Dietary Considerations & Herbal Supplements

If you’ve been diagnosed with hypothyroidism, there are foods you should eat and foods you should avoid. To replenish important vitamins and minerals, eat wild caught fish like salmon, or supplement your diet with Omega-3 fatty acids. To boost your antioxidant and mineral intake, load up on foods rich in selenium—eggs, mushrooms, oats, brown rice, Brazil nuts—and iodine—seaweed, cod, yogurt, tuna—both of which are essential for maintaining thyroid levels.

Among foods to avoid if you have a hypothyroid condition are: soy products, which can impair absorption of thyroid medication; excessive refined sugar and processed foods, which impair production of thyroid hormone; and fried foods and too much of animal fat, which burdens the liver and consequently decreases thyroid hormone production.

Doctors may also recommend you eliminate dairy and gluten from your diet. Gluten can create small intestine inflammation and block thyroid medication and iodine absorption. This is especially problematic if you have been diagnosed with Hashimoto’s disease, or thyroiditis—inflammation of your thyroid that causes stored thyroid hormone to leak out of your thyroid gland. Approximately one third of Hashimoto’s and thyroiditis patients are sensitive to gluten.

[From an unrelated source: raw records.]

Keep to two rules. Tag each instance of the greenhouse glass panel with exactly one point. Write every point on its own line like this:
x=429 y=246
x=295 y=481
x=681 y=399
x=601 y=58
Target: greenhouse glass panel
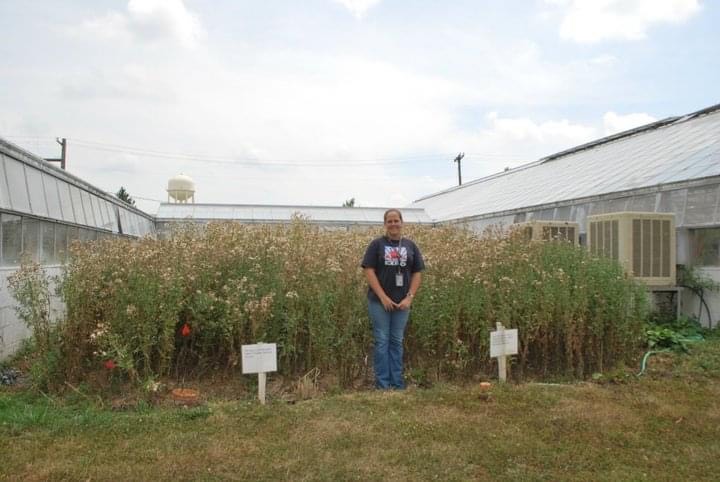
x=87 y=206
x=31 y=238
x=61 y=245
x=53 y=197
x=16 y=184
x=673 y=202
x=705 y=247
x=4 y=195
x=87 y=235
x=73 y=236
x=77 y=205
x=563 y=213
x=98 y=211
x=37 y=192
x=112 y=217
x=644 y=204
x=66 y=202
x=701 y=204
x=47 y=248
x=11 y=239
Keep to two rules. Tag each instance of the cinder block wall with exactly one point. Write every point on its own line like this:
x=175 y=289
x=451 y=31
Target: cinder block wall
x=691 y=302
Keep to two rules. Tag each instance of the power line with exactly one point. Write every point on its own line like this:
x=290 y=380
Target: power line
x=255 y=161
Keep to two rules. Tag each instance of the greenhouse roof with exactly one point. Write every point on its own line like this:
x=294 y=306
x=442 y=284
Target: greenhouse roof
x=669 y=151
x=260 y=213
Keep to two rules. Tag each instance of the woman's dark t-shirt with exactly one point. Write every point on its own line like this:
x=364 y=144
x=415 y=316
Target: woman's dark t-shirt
x=387 y=258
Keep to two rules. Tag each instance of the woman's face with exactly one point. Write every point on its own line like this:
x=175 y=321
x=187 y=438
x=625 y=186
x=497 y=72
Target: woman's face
x=393 y=225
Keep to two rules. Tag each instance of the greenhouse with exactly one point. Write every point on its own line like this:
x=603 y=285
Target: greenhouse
x=43 y=209
x=670 y=166
x=667 y=167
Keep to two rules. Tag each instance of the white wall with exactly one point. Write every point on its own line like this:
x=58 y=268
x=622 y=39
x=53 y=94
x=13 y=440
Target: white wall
x=12 y=329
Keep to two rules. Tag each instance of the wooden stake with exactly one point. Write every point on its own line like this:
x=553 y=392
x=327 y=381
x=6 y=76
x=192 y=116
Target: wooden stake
x=261 y=387
x=502 y=365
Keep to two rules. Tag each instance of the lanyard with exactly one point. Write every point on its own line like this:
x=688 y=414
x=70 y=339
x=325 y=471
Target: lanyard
x=399 y=253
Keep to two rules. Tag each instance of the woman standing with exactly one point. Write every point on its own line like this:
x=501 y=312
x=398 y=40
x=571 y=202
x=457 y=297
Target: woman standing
x=392 y=266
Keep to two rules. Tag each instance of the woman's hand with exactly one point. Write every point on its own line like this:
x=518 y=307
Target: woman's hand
x=388 y=304
x=404 y=304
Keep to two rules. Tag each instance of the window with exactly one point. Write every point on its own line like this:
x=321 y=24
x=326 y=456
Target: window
x=31 y=238
x=701 y=202
x=11 y=239
x=47 y=251
x=16 y=184
x=61 y=242
x=37 y=191
x=53 y=197
x=705 y=247
x=87 y=206
x=66 y=202
x=77 y=205
x=111 y=217
x=4 y=196
x=99 y=221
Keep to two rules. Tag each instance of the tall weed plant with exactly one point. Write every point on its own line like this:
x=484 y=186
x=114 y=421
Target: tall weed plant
x=302 y=287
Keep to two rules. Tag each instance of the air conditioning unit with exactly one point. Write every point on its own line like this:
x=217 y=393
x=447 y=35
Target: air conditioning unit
x=644 y=243
x=550 y=231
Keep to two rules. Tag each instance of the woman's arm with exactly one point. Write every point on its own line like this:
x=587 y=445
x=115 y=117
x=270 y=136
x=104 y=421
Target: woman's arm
x=414 y=286
x=374 y=283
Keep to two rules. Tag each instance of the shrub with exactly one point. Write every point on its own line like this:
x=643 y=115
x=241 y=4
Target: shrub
x=302 y=287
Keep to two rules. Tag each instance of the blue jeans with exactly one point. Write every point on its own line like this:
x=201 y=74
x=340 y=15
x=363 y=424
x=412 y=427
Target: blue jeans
x=388 y=331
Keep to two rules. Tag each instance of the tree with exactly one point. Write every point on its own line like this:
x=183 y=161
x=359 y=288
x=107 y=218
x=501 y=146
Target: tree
x=123 y=195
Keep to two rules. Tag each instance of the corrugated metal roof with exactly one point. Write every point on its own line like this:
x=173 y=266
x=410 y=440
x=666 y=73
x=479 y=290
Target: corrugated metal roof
x=669 y=151
x=269 y=213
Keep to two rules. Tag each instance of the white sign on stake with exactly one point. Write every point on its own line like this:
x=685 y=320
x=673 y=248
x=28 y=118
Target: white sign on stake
x=260 y=358
x=502 y=344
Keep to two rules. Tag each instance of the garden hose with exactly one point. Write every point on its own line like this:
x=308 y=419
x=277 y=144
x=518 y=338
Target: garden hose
x=643 y=365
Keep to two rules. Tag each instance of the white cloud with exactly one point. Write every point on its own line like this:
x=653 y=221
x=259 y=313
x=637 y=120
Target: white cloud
x=614 y=123
x=550 y=132
x=358 y=7
x=592 y=21
x=149 y=20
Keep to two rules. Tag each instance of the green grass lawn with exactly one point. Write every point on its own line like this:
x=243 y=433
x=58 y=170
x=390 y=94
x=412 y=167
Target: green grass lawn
x=665 y=426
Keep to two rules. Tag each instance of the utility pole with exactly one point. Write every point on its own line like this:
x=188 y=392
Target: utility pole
x=458 y=159
x=63 y=153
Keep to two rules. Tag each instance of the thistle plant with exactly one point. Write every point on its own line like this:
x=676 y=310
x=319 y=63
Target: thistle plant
x=302 y=287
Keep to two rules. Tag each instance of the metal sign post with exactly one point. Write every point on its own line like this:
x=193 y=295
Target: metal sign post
x=503 y=343
x=261 y=359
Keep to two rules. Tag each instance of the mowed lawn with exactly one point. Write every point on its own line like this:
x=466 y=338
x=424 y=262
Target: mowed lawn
x=664 y=426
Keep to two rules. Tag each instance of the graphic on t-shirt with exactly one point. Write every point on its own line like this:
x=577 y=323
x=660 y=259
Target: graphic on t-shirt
x=395 y=256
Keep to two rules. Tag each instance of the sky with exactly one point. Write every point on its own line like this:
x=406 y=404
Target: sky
x=316 y=102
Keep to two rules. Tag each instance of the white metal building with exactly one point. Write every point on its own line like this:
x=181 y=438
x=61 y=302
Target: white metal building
x=670 y=166
x=42 y=210
x=329 y=217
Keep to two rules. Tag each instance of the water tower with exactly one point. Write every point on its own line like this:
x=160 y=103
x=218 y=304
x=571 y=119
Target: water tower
x=181 y=188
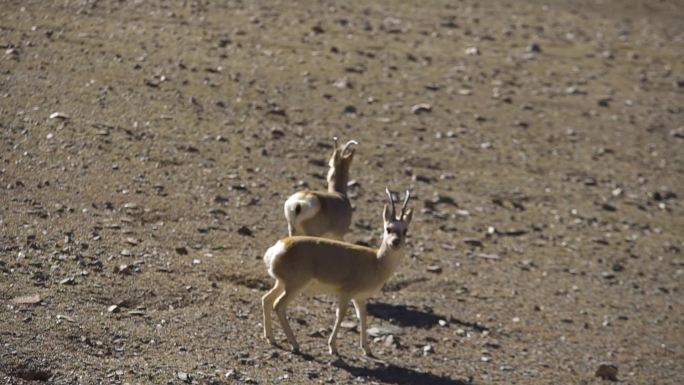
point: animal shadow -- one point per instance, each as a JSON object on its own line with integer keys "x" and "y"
{"x": 394, "y": 374}
{"x": 403, "y": 315}
{"x": 410, "y": 316}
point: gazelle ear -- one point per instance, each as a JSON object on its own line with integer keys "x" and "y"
{"x": 334, "y": 158}
{"x": 408, "y": 216}
{"x": 387, "y": 214}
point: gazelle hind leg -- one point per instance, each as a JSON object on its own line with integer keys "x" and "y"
{"x": 360, "y": 306}
{"x": 288, "y": 294}
{"x": 267, "y": 305}
{"x": 342, "y": 305}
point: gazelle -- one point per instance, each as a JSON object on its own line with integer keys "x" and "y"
{"x": 324, "y": 213}
{"x": 345, "y": 270}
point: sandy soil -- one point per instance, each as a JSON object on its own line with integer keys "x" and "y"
{"x": 146, "y": 150}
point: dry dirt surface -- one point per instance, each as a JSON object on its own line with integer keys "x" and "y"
{"x": 146, "y": 149}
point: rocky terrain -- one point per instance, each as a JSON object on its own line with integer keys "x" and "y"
{"x": 146, "y": 149}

However, people with Hashimoto’s disease or other types of autoimmune thyroid disorders may be sensitive to harmful side effects from excess iodine. In these cases, more thorough conversations should be held with your health care providers about a proper dietary plan.

If you are adopting a Traditional Chinese Medicine (TCM) approach to hypothyroidism, TCM practitioners recommend cinnamon (rou gui), Aconite (fu zi), Rehmannia (shu di huang), Dioscorea (shan yao), and Cornus (shan zhu yu). Take Holy Basil and rhodiola to support healthy neurotransmitters. And they also recommend the following tonics: Kidney Yin Tonic (Liu Wei Di Huang Wan) is the herbal formula most often used; Liver Cleansing (Zhi Zi Qing Gan Tang); and Heart Yin Tonic (Tian Wang Bu Xin Dan).

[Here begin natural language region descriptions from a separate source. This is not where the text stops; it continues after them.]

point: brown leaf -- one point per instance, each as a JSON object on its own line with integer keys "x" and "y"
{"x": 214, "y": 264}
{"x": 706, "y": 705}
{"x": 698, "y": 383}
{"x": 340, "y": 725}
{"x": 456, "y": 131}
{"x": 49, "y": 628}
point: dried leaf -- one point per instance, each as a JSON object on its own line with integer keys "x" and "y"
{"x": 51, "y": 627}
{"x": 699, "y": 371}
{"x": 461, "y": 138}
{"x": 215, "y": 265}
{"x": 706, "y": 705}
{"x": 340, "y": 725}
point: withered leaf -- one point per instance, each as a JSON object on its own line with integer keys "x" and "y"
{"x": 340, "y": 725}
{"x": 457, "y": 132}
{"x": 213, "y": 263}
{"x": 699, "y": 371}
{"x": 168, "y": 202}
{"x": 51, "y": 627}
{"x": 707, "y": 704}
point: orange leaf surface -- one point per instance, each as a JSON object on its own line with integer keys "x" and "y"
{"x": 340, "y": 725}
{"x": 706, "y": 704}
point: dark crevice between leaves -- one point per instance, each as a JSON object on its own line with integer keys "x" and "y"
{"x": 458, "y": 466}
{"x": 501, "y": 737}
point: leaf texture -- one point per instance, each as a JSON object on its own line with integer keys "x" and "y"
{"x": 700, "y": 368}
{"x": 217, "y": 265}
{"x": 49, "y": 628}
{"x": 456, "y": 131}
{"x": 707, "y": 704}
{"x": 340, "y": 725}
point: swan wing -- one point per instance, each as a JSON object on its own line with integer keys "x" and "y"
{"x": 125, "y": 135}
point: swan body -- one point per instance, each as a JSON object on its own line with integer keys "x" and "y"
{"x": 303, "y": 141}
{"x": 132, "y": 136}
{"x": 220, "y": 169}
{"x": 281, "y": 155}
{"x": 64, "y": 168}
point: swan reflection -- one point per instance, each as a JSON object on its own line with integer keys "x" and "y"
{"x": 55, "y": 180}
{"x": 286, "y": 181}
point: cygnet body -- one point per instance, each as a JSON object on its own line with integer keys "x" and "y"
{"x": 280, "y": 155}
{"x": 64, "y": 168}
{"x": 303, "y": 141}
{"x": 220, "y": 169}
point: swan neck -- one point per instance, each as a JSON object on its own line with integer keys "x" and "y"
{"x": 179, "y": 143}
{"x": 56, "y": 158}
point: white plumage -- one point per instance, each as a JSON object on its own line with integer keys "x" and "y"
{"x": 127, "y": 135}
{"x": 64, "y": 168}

Lifestyle Choices & Acupuncture

According to the World Health Organization, acupuncture can be used to treat thyroid diseases. Several studies also suggest that acupuncture and Traditional Chinese Medicine can be beneficial treatment methods, especially when acupuncture is received regularly. Acupuncture increases circulation in the thyroid and adrenal gland, and signals them to function properly. Furthermore, acupuncture provides great support in treating hypothyroid symptoms like hoarse voice, slowed speech, puffy face, drooping eyelids, sensitivity to cold, constipation, weight gain, dry hair and skin, depression and more.

Stress plays a huge role in hypofunction of the thyroid gland. The stress hormone cortisol produced by the adrenal gland suppresses the thyroid function. Other healthy lifestyle approaches such as meditation, yoga, and deep breathing exercises, can be very beneficial when managing hypothyroidism exacerbated by stress. In addition, supplements like Ashwagandha and eleuthero fortify the immune system and reduce stress, anxiety, and fatigue.

Finally, get plenty of sunshine to optimize vitamin D, or take a vitamin D supplement. And as with any use of supplements or prescribed medications, be sure to work closely with a health practitioner to ensure any combination is monitored and right for you.

In a lot of cases in our clinic, proper nutrition, compensation of missing nutrients, clearing infection, and building up adrenal strength are great factors in treating hypothyroidism. Very often patients require less medication, or eventual experience remission. Regardless of the path you choose to take gain support, what’s most important is to understand each patient is unique and therefore requires and individual approach to treatment.